Accounting for population structure in genetic studies of cystic fibrosis

HGG Adv. 2022 May 12;3(3):100117. doi: 10.1016/j.xhgg.2022.100117. eCollection 2022 Jul 14.


CFTR F508del (c.1521_1523delCTT, p.Phe508delPhe) is the most common pathogenic allele underlying cystic fibrosis (CF), and its frequency varies in a geographic cline across Europe. We hypothesized that genetic variation associated with this cline is overrepresented in a large cohort (N > 5,000) of persons with CF who underwent whole-genome sequencing and that this pattern could result in spurious associations between variants correlated with both the F508del genotype and CF-related outcomes.
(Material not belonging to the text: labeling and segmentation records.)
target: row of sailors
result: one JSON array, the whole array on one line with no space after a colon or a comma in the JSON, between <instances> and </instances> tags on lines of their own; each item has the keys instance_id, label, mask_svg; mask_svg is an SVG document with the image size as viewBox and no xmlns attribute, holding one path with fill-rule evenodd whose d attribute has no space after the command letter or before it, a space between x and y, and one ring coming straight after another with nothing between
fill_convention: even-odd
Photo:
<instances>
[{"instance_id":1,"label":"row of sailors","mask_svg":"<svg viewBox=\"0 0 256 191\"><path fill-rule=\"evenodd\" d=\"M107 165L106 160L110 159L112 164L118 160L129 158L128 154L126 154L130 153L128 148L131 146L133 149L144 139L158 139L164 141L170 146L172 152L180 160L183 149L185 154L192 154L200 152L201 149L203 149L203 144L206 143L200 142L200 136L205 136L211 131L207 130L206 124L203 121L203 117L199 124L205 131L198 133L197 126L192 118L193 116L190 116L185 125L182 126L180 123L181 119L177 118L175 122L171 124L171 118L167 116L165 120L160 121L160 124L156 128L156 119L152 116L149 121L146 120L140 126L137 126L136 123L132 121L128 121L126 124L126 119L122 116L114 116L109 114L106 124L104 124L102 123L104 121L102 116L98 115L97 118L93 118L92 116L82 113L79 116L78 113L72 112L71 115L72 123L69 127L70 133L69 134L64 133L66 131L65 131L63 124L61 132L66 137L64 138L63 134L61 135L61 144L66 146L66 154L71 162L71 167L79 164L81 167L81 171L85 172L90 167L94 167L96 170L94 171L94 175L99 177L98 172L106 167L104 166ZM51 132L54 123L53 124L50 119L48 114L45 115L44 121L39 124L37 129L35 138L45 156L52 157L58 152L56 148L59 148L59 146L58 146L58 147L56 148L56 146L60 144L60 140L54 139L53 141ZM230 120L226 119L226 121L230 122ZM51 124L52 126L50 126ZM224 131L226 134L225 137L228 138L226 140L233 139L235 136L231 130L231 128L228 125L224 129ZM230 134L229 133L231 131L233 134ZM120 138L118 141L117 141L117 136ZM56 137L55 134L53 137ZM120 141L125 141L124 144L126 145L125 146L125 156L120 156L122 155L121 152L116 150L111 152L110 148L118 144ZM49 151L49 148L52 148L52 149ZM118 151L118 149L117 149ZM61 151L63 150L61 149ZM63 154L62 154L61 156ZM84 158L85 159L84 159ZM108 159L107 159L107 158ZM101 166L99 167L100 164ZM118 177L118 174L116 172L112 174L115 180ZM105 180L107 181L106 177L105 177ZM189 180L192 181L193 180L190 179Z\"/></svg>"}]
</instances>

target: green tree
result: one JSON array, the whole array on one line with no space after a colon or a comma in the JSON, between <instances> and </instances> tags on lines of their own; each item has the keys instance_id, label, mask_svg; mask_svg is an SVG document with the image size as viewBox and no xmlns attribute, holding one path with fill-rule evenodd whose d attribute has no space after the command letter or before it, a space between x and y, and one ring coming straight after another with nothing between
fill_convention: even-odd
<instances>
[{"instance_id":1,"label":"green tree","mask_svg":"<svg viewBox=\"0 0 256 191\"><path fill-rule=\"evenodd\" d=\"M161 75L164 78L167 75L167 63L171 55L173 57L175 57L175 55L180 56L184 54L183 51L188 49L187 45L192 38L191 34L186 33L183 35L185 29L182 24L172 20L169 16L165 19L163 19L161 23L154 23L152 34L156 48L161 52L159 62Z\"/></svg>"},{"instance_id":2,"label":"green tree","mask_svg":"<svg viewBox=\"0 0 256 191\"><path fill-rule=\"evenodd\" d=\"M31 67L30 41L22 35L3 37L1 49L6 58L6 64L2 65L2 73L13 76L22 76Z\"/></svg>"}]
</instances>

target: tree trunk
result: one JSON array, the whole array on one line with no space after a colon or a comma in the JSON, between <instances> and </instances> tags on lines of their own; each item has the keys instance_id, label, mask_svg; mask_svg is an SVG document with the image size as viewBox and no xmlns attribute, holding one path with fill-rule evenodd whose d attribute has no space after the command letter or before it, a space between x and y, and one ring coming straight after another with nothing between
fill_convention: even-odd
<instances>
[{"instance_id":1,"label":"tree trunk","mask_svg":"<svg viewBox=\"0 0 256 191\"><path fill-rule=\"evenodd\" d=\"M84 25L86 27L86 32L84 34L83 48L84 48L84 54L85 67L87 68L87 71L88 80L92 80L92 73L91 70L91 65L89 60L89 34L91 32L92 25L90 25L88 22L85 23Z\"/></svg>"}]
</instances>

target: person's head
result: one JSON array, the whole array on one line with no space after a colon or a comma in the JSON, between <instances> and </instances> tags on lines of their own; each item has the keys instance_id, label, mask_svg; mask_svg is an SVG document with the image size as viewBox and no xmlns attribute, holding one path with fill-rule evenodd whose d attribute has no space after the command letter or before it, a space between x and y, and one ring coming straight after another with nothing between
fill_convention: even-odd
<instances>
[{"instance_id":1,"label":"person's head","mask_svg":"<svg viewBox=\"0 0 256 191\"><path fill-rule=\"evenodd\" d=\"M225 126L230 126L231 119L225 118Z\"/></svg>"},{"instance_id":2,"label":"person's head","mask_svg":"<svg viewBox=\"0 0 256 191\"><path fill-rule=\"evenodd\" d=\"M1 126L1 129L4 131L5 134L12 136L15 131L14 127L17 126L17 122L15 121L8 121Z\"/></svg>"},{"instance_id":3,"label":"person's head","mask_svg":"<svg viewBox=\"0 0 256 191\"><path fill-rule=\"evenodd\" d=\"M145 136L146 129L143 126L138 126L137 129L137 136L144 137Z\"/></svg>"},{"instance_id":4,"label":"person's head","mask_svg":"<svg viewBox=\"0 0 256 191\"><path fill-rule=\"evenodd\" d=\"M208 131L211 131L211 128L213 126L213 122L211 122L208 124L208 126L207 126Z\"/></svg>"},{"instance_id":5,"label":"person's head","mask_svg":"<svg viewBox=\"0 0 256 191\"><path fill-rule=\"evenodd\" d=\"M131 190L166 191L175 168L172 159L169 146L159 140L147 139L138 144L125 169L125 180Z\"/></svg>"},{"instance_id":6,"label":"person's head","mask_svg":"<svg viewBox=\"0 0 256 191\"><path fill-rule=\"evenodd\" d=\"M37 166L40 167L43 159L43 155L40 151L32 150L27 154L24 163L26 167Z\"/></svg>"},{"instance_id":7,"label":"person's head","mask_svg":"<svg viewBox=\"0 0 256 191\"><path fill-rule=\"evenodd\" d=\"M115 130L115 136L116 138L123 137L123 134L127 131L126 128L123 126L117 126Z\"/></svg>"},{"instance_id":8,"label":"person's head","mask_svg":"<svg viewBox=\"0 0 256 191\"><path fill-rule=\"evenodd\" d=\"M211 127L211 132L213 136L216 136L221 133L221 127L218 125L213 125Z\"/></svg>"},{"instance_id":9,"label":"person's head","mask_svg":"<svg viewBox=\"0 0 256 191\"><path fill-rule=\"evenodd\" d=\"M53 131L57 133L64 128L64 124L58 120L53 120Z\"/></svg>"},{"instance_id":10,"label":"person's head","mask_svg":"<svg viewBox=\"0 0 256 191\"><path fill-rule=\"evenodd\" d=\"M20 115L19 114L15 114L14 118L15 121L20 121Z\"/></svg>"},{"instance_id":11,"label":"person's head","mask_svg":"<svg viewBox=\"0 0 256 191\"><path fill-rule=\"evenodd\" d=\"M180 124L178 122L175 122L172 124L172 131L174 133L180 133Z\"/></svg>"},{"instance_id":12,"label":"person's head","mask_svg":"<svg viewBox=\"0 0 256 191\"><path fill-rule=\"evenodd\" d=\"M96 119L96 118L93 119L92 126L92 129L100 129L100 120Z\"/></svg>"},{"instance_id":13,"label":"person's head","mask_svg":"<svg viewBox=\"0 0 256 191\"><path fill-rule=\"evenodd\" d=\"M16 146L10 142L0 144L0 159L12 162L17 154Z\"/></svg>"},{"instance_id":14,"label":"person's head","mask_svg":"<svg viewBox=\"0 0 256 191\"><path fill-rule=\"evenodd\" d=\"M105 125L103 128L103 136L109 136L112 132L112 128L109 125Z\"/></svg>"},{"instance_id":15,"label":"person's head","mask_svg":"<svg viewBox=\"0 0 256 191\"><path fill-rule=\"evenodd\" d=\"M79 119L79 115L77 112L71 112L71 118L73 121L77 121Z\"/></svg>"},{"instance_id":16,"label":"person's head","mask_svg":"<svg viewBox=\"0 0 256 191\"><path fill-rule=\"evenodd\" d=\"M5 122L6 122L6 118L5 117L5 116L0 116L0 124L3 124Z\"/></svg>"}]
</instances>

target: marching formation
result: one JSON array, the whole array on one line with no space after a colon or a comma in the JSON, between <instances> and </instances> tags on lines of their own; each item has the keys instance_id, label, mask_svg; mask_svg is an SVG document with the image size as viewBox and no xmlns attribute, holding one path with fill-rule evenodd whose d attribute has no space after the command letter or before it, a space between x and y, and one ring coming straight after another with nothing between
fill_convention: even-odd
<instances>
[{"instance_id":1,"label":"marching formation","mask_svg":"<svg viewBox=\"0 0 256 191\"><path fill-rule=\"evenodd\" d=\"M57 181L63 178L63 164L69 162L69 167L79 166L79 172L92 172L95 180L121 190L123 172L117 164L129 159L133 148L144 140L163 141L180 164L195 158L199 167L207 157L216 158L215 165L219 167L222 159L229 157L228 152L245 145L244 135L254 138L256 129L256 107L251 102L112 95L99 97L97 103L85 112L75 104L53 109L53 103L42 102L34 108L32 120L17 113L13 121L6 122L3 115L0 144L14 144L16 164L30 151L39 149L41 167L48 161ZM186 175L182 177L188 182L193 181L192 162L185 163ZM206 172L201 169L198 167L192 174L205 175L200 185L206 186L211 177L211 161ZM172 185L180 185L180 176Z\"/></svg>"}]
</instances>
Using principal-component (PC) analyses, we showed that variation in the CFTR region disproportionately contributes to a PC explaining a relatively high proportion of genetic variance. Variation near CFTR was correlated with population structure among persons with CF, and this correlation was driven by a subset of the sample inferred to have European ancestry. We performed genome-wide association studies comparing persons with CF with one versus two copies of the F508del allele; this allowed us to identify genetic variation associated with the F508del allele and to determine that standard PC-adjustment strategies eliminated the significant association signals. Our results suggest that PC adjustment can adequately prevent spurious associations between genetic variants and CF-related traits and are therefore effective tools to control for population structure even when population structure is confounded with disease severity and a common pathogenic variant.

Keywords: CFTR F508del; genome-wide association study; population structure.